La Classe américaine, c’est donc un «flim» d’une heure et vingt minutes, composé d’extraits de classiques du cinéma américain, avec John Wayne, Robert Redford et Dustin Hoffmann, Franck Sinatra ou Paul Newman. L’histoire commence par la mort de George Abitbol, «l’homme le plus classe du monde», qui a pour derniers mots: «Monde de merde.» Trois journalistes enquêtent alors sur lui et sur la signification de ses ultimes paroles.

Inédit, mais rien d’exceptionnel jusque-là. Sauf que le long-métrage est doublé par les voix françaises des acteurs, qui leur font dire n’importe quoi –d’où le titre complet du film, Le grand détournement: La Classe américaine.

Au bout de quelques minutes, on aperçoit par exemple Orson Welles pester contre ce film qui plagie son Citizen Kane. «J’appelle ça du vol et du plagiat. J’aime pas trop les voleurs et les fils de putes», lui fait dire son doubleur. On se marre devant Charles Bronson grimé en chef indien, qui accueille Henry Fonda et lui annonce qu’ils vont manger «des chips!». Et on s'extasie devant la joute verbale sur la classe entre John Wayne –le fameux George Abitbol– et Burt Lancaster, qui se conclut par le mythique: «Le train de tes injures roule sur les rails de mon indifférence… Je préfère partir plutôt qu’entendre ça, plutôt que d’être sourd!»

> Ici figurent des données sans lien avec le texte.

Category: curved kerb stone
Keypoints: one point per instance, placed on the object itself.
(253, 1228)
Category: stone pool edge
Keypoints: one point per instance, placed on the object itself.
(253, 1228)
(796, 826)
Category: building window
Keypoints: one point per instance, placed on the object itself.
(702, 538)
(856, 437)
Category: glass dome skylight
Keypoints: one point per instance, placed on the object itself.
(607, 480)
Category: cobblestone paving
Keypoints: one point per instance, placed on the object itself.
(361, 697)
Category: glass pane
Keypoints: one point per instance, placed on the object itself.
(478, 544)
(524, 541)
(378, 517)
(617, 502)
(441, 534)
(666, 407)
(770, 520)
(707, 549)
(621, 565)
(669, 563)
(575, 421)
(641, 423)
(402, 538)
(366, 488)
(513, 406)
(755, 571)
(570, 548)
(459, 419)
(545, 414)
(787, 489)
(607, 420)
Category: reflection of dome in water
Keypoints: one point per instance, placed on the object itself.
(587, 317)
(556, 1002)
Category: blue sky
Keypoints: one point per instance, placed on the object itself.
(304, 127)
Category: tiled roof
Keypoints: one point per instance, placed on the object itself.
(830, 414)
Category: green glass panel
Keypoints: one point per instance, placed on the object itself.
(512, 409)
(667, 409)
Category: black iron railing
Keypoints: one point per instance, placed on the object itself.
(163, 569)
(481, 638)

Hommage au cinéma américain

L’histoire de cet Ovni télévisuel commence en 1992. Michel Hazanavicius, futur réalisateur d’OSS 117 ou de The Artist, bosse chez Canal+ pour «Les Nuls, l’émission», aux côtés d’Alain Chabat. Un producteur, Robert Nador, propose au second de concevoir un court-métrage de détournement d’images. Chabat décline poliment et oriente Nador vers Hazanavicius. Le producteur le met en relation avec un autre réalisateur, Dominique Mézerette.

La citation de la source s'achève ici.